Può darsi che Juncker abbia ragione. Oggi la sorte dei governi democratici europei è appesa all’accordo raggiunto nella primavera scorsa tra la Ue e Erdogan per bloccare il flusso dei rifugiati siriani che dalla Turchia passano sulle coste greche. Se Ankara decidesse di riaprire i rubinetti della migrazione di massa, riversando altri milioni di profughi in Europa, le democrazie europee rischierebbero di essere travolte dalla reazione populista delle proprie opinioni pubbliche. Nei prossimi quattordici mesi si voterà in Olanda, Francia e Germania. L’ascesa al potere di partiti nazionalisti e xenofobi in quei Paesi segnerebbe la fine dell’Europa. Di fatto, oggi, Erdogan ha in mano le sorti politiche della Ue e dei suoi governi. E ne approfitta in modo sfacciato. Non solo sta scatenando una repressione che rafforza il proprio regime senza curarsi degli appelli alla moderazione che gli arrivano da tutto l’Occidente. Si permette pure, come ha fatto nei giorni scorsi, di maltrattare il ministro degli esteri della Ue, Federica Mogherini e i capi di governo europei per non essere accorsi a dare solidarietà alle sue purghe indiscriminate. E questo senza che, da Bruxelles, qualcuno si sentisse in dovere di rispondergli a tono.
Molto semplicemente, come ha implicitamente ricordato Juncker, in questa fase l’Europa non può permettersi di respingere le pretese turche di adesione né di contestare le prepotenze del regime di Erdogan. Ma anche la scelta dell’inazione rischia di avere un prezzo politico elevato, come ci ha ricordato il cancelliere austriaco. Lo spettacolo umiliante di una grande potenza che si fa intimidire e maltrattare da un caudillo mediorientale non fa bene all’Europa. E rischia di alimentare comunque sentimenti di delusione e di rivalsa che finiscono per favorire ugualmente il campo populista. Anche l’uscita di Christian Kern, infatti, non è casuale. Tra poco l’Austria sarà chiamata a rivotare per eleggere il presidente della Repubblica scegliendo tra il candidato della destra anti-europea e il rappresentante dei Verdi, che aveva vinto per poche migliaia di voti le elezioni poi annullate.

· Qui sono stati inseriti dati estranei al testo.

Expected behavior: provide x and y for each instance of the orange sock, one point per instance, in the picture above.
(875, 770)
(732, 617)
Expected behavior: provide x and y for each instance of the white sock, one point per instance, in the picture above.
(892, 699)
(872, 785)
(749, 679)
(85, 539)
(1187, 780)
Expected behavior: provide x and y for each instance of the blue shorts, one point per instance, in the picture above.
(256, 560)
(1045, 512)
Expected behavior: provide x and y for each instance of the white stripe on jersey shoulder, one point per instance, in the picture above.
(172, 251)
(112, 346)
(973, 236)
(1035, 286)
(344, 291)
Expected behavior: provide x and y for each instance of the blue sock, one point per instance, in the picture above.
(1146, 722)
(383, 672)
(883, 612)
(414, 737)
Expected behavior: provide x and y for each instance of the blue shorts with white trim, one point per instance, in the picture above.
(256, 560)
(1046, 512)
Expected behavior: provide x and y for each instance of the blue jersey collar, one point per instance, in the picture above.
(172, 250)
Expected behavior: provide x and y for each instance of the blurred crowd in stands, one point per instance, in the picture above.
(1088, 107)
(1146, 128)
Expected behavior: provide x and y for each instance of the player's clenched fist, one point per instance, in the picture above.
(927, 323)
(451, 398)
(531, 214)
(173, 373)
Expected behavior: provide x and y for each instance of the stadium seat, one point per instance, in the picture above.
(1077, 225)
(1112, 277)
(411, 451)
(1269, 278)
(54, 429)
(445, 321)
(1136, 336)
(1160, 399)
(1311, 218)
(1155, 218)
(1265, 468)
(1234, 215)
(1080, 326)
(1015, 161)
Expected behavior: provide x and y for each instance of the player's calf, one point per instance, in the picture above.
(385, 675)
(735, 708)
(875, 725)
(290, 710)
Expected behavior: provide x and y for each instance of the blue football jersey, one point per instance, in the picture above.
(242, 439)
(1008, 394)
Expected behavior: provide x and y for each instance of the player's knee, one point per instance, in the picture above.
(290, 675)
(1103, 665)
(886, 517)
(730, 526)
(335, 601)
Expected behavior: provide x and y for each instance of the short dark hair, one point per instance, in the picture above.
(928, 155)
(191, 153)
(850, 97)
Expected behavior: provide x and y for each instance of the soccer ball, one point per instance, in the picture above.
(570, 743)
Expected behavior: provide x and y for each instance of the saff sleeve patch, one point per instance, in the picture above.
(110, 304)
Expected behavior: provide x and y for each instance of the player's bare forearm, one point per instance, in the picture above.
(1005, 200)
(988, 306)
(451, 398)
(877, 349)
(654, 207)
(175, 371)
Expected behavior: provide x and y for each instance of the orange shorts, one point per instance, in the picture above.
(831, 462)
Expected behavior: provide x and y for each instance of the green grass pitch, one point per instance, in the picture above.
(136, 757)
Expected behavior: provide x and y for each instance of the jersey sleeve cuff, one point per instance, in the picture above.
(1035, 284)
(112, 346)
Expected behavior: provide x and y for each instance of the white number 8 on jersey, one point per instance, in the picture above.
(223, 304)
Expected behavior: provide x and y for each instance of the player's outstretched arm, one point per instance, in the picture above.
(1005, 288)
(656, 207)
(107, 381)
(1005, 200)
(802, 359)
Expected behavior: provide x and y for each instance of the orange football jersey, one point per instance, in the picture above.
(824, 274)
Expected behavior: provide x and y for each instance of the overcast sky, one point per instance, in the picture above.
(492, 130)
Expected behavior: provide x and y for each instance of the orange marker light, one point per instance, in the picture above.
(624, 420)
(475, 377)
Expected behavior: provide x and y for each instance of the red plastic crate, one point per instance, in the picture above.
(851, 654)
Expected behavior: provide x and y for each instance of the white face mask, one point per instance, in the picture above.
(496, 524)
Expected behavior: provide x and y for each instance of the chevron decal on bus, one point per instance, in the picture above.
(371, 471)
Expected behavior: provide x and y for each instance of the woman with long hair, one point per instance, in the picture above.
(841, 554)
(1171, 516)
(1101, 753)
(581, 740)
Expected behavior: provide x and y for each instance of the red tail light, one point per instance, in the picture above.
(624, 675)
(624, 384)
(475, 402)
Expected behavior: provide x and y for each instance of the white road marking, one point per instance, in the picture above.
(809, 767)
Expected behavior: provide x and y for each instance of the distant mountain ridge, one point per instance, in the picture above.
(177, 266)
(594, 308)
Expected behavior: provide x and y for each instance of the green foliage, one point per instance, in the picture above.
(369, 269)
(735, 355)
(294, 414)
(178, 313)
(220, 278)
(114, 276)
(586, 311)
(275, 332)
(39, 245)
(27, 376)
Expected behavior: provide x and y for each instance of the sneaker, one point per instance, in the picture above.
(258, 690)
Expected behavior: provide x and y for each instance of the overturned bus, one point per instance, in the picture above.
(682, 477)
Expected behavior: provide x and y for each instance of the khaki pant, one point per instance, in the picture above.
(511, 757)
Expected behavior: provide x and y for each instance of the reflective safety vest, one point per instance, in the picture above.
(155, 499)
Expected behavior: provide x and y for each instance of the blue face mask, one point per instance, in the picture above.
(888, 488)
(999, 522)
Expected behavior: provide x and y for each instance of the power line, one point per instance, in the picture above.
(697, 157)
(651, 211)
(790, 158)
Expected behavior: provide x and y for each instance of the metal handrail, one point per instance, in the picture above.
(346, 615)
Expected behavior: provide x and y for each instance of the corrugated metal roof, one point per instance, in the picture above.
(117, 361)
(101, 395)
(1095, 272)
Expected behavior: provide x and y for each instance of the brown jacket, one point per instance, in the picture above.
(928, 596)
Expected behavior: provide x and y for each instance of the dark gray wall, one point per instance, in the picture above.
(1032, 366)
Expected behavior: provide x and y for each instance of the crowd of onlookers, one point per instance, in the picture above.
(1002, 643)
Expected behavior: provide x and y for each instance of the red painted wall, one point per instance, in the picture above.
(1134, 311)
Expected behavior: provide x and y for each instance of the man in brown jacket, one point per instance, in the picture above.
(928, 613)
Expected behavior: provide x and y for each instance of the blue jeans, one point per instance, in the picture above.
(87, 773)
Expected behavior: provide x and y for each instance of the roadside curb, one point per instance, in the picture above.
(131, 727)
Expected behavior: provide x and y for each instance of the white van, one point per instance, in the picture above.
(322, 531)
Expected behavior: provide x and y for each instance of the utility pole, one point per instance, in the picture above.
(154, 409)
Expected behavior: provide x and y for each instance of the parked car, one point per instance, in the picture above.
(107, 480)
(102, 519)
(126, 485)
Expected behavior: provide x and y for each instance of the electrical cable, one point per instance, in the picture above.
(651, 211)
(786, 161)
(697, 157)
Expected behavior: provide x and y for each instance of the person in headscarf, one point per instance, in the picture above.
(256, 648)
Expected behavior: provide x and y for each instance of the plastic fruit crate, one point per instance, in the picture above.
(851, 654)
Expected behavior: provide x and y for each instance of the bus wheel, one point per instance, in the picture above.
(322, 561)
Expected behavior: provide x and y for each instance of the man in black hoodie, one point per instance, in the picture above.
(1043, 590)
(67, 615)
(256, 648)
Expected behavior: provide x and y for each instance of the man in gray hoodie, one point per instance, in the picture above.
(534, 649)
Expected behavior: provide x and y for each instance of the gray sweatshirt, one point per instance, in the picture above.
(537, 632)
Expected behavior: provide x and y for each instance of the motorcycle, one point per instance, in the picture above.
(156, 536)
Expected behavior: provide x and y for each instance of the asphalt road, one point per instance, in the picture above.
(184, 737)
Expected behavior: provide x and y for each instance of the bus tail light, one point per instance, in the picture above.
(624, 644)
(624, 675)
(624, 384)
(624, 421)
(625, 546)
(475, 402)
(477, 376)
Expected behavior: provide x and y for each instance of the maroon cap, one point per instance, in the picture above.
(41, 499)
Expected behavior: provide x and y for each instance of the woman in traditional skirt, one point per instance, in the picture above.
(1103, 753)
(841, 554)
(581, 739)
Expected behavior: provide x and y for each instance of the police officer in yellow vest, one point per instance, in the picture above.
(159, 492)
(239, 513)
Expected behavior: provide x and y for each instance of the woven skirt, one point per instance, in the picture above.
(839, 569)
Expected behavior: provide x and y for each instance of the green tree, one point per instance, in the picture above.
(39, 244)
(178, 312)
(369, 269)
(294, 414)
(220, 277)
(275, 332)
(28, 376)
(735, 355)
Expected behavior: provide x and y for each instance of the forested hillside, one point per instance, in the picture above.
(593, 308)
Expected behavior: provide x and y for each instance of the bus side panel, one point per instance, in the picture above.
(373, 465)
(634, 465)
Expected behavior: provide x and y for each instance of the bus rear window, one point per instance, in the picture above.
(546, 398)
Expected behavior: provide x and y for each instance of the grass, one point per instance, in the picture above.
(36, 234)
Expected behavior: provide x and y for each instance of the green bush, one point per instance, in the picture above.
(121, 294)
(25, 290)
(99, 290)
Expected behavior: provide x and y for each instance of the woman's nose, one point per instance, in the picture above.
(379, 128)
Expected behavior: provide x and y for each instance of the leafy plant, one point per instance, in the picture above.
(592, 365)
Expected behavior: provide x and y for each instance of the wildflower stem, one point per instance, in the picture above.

L’immagine di un’Europa che si fa umiliare da Erdogan senza reagire potrebbe spostare l’ago della bilancia di quel pochissimo che basta a consegnare nelle mani di un populista la più alta carica dello Stato austriaco. E questo spiega l’intervento del cancelliere socialista, che cerca in tutti i modi di ripristinare il prestigio perduto dalle istituzioni europee. Le cose che Kern ha detto sulla Turchia sono ovvie, e per di più condivise da tutti. Lo stesso Juncker riconosce che « la Turchia non può essere un membro dell’Unione europea allo stato attuale, e specialmente qualora dovesse decidere di ristabilire la pena di morte». Ma la triste realtà è che oggi, in Europa, nessuno può permettersi di dire la verità sulla Turchia con un tono di voce troppo alto, tale da infastidire il regime di Erdogan. Come nella fiaba di Andersen Gli abiti nuovi dell’imperatore, dopo che il bambino grida «il re è nudo», la processione imperiale prosegue indisturbata. Il re resta nudo. Ma tutti, e lui per primo, fanno finta che indossi abiti sontuosi. Lo stesso accade con l’Europa ed Erdogan. Tutti sanno che è impresentabile. Ma tutti fanno finta che rimanga un interlocutore degno di questo nome, almeno fino a quando potrà usare milioni di innocenti per ricattarci.